As war in Gaza rages, Israel is continuing its campaign against Syrian military and Hezbollah targets, sparking fears of regional spillover.
Israel has launched attacks on positions in Syria and Lebanon, as part of its ongoing campaign against opposing militaries and armed forces in the Middle East.
“The [Israeli army] struck military infrastructure belonging to the Syrian Army,” the Israeli military said in a post on the social media platform X on Tuesday.
“[Israeli military] fighter jets also struck Hezbollah terrorist infrastructure in Lebanon,” it added, promising it would “continue to operate against any threat to Israel’s sovereignty”.
Israel’s military has been engaged in cross-border fighting with Hezbollah and has launched repeated air raids on Syria since its war on Gaza began on October 7, raising fears of the conflict spilling over into the wider region.
In response to yesterday's launches toward Israeli territory, the IDF struck military infrastructure belonging to the Syrian Army.
IDF fighter jets also struck Hezbollah terrorist infrastructure in Lebanon.
The IDF will continue to operate against any threat to Israel's… pic.twitter.com/xSty1eyMkb
— Israel Defense Forces (@IDF) January 2, 2024
The latest attacks, which occurred between Monday and Tuesday, marked a spike in tensions between Israel and neighbours it has said have links to its enemy, Iran.
Earlier on Tuesday, Syrian state news agency SANA said pre-dawn Israeli attacks came from the direction of the Golan Heights.
The air raids targeted “a number of sites in the Damascus countryside”, SANA reported, citing an unnamed military source as saying only “material damage” had been caused.
Britain-based war monitor the Syrian Observatory for Human Rights said that one position targeted near the town of Kanaker housed members from Lebanon’s Hezbollah, the AFP news agency reported.
Parts of the southern Lebanese city of Yaroun also came under fire, the Israeli military said on Tuesday, after Hezbollah announced it had fired on Israeli units near the northern Israeli village of Sarit.
“What Israel is facing at the moment is fighters in various countries in the region that are mostly backed by Iran,” said Al Jazeera’s Sara Khairat, reporting from Tel Aviv on Tuesday.
Syria and Iran are regional allies, with President Bashar al-Assad having received staunch support from Tehran during the war in Syria.

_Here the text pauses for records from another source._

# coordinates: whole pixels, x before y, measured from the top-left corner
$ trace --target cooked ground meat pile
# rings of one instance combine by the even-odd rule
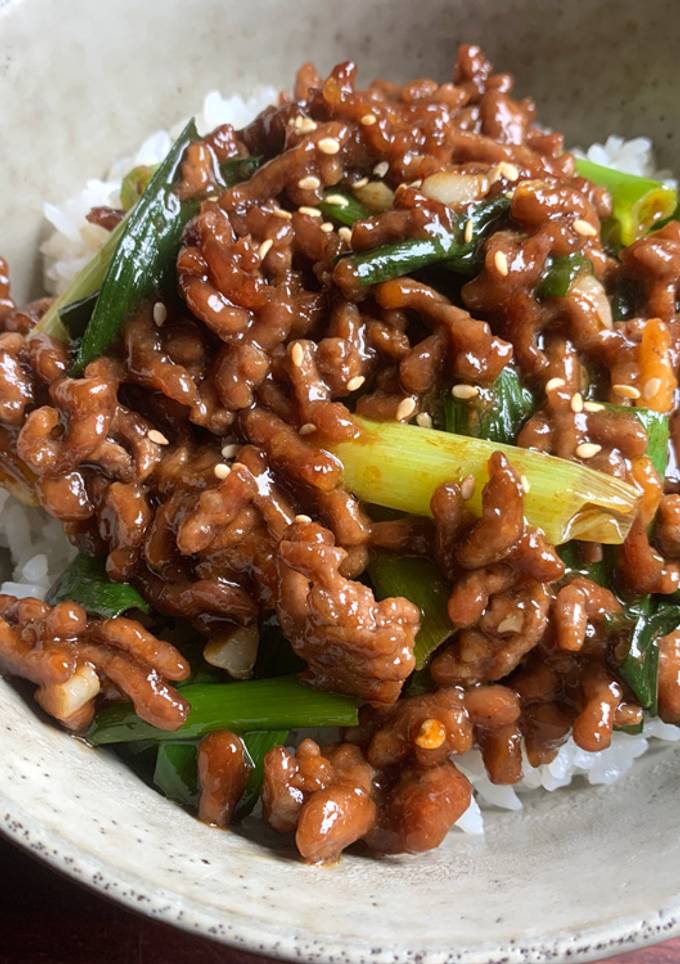
[[[265,818],[295,833],[306,860],[358,840],[378,853],[436,847],[470,803],[454,760],[474,745],[491,780],[511,784],[523,746],[538,765],[570,734],[596,751],[642,719],[618,674],[620,598],[584,574],[603,548],[582,543],[582,566],[565,567],[526,521],[525,482],[500,450],[481,516],[455,466],[430,519],[377,514],[329,451],[356,436],[352,413],[438,427],[452,388],[472,404],[514,373],[536,400],[519,446],[643,493],[615,552],[618,585],[680,587],[678,479],[658,477],[633,414],[642,399],[671,414],[673,440],[680,431],[680,223],[614,257],[601,240],[609,194],[511,90],[474,46],[441,84],[360,89],[352,63],[325,80],[305,65],[293,96],[191,145],[180,196],[200,208],[176,292],[142,304],[81,374],[69,374],[68,346],[34,331],[49,301],[16,307],[0,262],[0,478],[29,487],[155,613],[189,623],[209,661],[237,647],[247,676],[275,620],[306,682],[361,701],[343,742],[266,757]],[[246,156],[261,159],[255,172],[218,188],[215,165]],[[343,226],[327,212],[348,193],[368,210]],[[360,261],[343,257],[437,237],[482,202],[496,222],[463,278],[415,270],[363,284]],[[111,230],[121,216],[90,217]],[[587,270],[543,296],[547,266],[578,256]],[[624,290],[629,310],[613,318]],[[450,636],[425,681],[412,675],[418,607],[376,598],[366,577],[378,550],[436,560],[450,586]],[[659,644],[659,712],[673,723],[678,638]],[[125,696],[147,722],[179,728],[189,706],[172,684],[190,668],[178,645],[75,602],[0,598],[0,668],[35,683],[42,708],[75,731],[96,701]],[[249,773],[240,738],[210,734],[198,762],[200,815],[225,826]]]

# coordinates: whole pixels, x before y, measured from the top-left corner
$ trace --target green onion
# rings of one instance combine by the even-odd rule
[[[74,302],[82,302],[99,291],[106,277],[106,272],[109,270],[113,253],[125,231],[125,224],[125,221],[121,221],[120,224],[116,225],[99,251],[79,271],[59,297],[54,299],[40,319],[37,326],[38,331],[44,331],[52,338],[56,338],[57,341],[70,341],[69,332],[64,327],[59,314],[66,306],[70,306]]]
[[[299,729],[308,726],[355,726],[357,701],[323,693],[294,677],[247,680],[244,683],[196,683],[182,687],[191,710],[172,732],[145,723],[129,703],[115,703],[97,714],[87,733],[91,743],[137,740],[193,740],[213,730]]]
[[[243,796],[234,812],[236,820],[246,817],[257,803],[264,778],[264,758],[273,747],[286,742],[288,730],[254,731],[245,733],[242,739],[251,769]],[[196,810],[201,794],[198,782],[198,742],[187,740],[161,743],[160,746],[152,745],[157,747],[154,785],[169,800],[174,800],[187,810]]]
[[[368,575],[378,599],[404,596],[420,609],[414,652],[416,669],[422,669],[454,631],[446,609],[450,586],[429,559],[396,556],[390,552],[376,553],[369,563]]]
[[[338,203],[338,201],[335,200],[328,201],[325,199],[328,197],[337,198],[338,201],[342,198],[343,201],[342,203]],[[319,210],[329,221],[335,221],[338,224],[346,224],[351,227],[355,221],[363,221],[364,218],[370,218],[371,216],[368,208],[348,191],[330,188],[326,191],[325,198],[319,203]]]
[[[458,217],[453,233],[441,231],[427,238],[399,241],[341,260],[351,267],[360,285],[380,284],[439,262],[458,274],[472,274],[480,264],[481,241],[509,209],[510,201],[505,197],[481,201]],[[473,226],[472,239],[465,241],[468,221]]]
[[[157,170],[158,164],[138,164],[128,171],[120,186],[120,203],[124,211],[135,206]]]
[[[180,202],[174,182],[184,151],[197,138],[196,125],[189,121],[161,164],[133,168],[125,176],[121,200],[129,209],[127,217],[43,315],[39,331],[64,342],[82,335],[76,373],[104,354],[135,308],[172,275],[182,231],[198,209],[196,200]],[[259,157],[229,158],[220,165],[220,187],[249,178],[260,163]],[[99,296],[81,331],[82,303],[96,292]],[[65,324],[62,312],[68,318],[74,311],[78,321]]]
[[[288,739],[288,730],[262,730],[246,733],[243,737],[252,769],[248,783],[234,812],[236,820],[247,817],[257,803],[264,779],[264,758],[275,746],[282,746]]]
[[[196,202],[180,203],[174,191],[175,176],[184,151],[197,137],[196,125],[190,121],[129,215],[40,322],[40,330],[63,339],[67,333],[59,310],[101,288],[78,348],[74,372],[81,372],[104,354],[123,322],[174,269],[182,231],[197,210]]]
[[[153,786],[153,771],[156,766],[158,744],[148,740],[139,743],[119,743],[113,752],[147,786]]]
[[[69,563],[47,594],[51,606],[63,599],[80,603],[88,613],[105,619],[113,619],[129,609],[149,612],[148,603],[134,586],[109,579],[103,558],[82,554]]]
[[[529,482],[527,517],[549,542],[618,544],[633,522],[638,502],[633,486],[577,462],[400,422],[354,420],[359,437],[331,450],[344,466],[347,487],[367,502],[430,515],[439,485],[471,475],[476,485],[469,506],[479,513],[488,460],[501,451]]]
[[[655,412],[651,408],[627,408],[625,405],[607,405],[607,409],[614,411],[629,412],[636,417],[640,425],[647,433],[647,450],[654,469],[660,479],[666,476],[666,466],[668,464],[668,440],[670,438],[670,424],[668,415],[663,412]]]
[[[455,398],[447,392],[444,428],[456,435],[511,445],[533,410],[531,392],[522,387],[514,369],[504,368],[494,384],[490,388],[480,387],[474,398]]]
[[[536,286],[536,294],[539,298],[564,298],[583,271],[592,274],[593,266],[580,252],[548,258]]]
[[[86,295],[59,309],[59,320],[69,333],[71,340],[75,341],[84,334],[98,297],[99,291],[95,291],[94,294]]]
[[[585,576],[598,586],[613,588],[616,553],[611,547],[604,548],[598,562],[584,562],[579,543],[575,541],[565,542],[558,548],[557,553],[566,567],[567,576]]]
[[[200,796],[196,747],[196,743],[189,741],[161,743],[157,747],[153,774],[154,785],[161,793],[188,810],[196,809]]]
[[[123,222],[125,230],[78,347],[76,372],[106,352],[125,320],[174,271],[182,231],[198,209],[196,201],[180,202],[174,182],[186,148],[197,137],[190,121]]]
[[[623,616],[612,617],[614,631],[621,623],[633,623],[628,653],[618,667],[618,673],[630,686],[636,700],[656,716],[658,712],[658,639],[680,626],[680,606],[657,602],[643,596],[629,603]]]
[[[670,218],[677,207],[677,191],[661,181],[624,174],[580,157],[576,159],[576,170],[611,194],[615,238],[624,246]]]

Since its formation in 1982, Iran-backed Hezbollah has grown into a powerful “state within a state” in Lebanon, and has also backed Hamas in Gaza.
“Of course the biggest threat so far has been from the Iranian-backed group Hezbollah in Lebanon that has been firing every single day,” Khairat said. “This is just showing that despite [Israel’s] continued war in Gaza, these attacks are going to continue.
“Certainly there has been a call amongst those in the [Israeli] military to start to look to redirect their efforts especially along that northern border, with Israel itself saying that if diplomatic efforts don’t work then it wouldn’t be afraid to consider other military action against Lebanon,” our correspondent added.
Tuesday’s attacks follow closely on the heels of an Israeli air raid near Aleppo at the end of December, which caused some material damage, according to the Syrian Ministry of Defence.
Since the Syrian war began, Israel has launched hundreds of air raids on Syrian territory, both on Syrian military and Hezbollah targets. Israel has repeatedly said it will not allow Iran to expand its presence in Syria.
In December, an Israeli air raid outside Damascus killed Razi Moussavi, a senior adviser in Iran’s Revolutionary Guard Corps (IRGC) responsible for coordinating the military alliance between Syria and Iran.
Reports from Iran’s news agency INRA said that Mousavi had been part of an entourage accompanying IRGC General Qassem Soleimani at Baghdad airport when he was killed by a US drone attack almost exactly four years ago.